Inside a Lake Michigan ice rescue

Ice rescue simulation

GRAND HAVEN, Mich. (WOOD) The sight of the Great Lakes covered in ice is particularly enchanting — but that ice is dangerous.

Great Lakes ice coverage is higher now than it was at this time last year. As of Sunday, total ice coverage was at 84 percent compared to 67 percent on Feb. 22, 2014.

Building lake ice often draws people to the shore.

Lt. Clint Holt of the Grand Haven Police Department says just because there is a lot of ice, doesn’t mean it’s safe. Piers are very slick this time of year, often coated with layers of ice.

Holt said if someone were to fall off of a pier into the icy water, it would be impossible for them to get out alone. With weather conditions like we’ve seen so far this February, Holt says, a person would reach hypothermia inside an average of 15 minutes.

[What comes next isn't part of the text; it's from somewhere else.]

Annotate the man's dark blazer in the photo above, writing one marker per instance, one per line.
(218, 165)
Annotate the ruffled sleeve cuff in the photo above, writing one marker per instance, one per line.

If conditions are too rocky, rescuers may not be allowed into the water to rescue someone out.

If you see someone fall in to the water, call 911. Do not try to rescue them yourself. Frequently, untrained good Samaritans end up causing a bigger problem, Holt said.

“Sometimes they fall in, and then we have two people we have to save,” he said.

The best advice is to stay off the ice completely.

How to get out of freezing water

A fall into Lake Michigan will likely require professional assistance. It is much easier to self-rescue from an inland lake. Here are the best things to do after first falling in:

  • Call for help.
  • Stabilize your breathing.
  • Get close to the ice shelf, and spread your arms flat out on the top of it.

At this point you, can use ice awls, if present, to grab hold of the ice. Here is how to get out of the water:

  • With your arms on the ice shelf, let your feet float up behind you.
  • Use your feet to kick hard, and your arms to pull yourself onto the ice.
  • Roll away from the edge, don’t stand until the ice is safe.

If you can’t get out of the water, these steps will help stave off hypothermia:

  • Don’t struggle. The water around you is warmed by your body, so struggling pulls more cold water in.
  • Don’t strip. Winter clothes won’t weigh you down. Rather, they will insulate your body better than less layers of clothes.
  • Don’t panic. Conserve your breath and stay by the ice shelf.

Once you get out, it is important to do the following:

  • Don’t stand on the ice until it is stable. Roll or crawl to distribute weight.
  • Don’t stay in cold, wet clothes.
  • Don’t pour hot water on your body. This can cause burns and cause cold blood to rush back to the heart, which can cause a heart attack.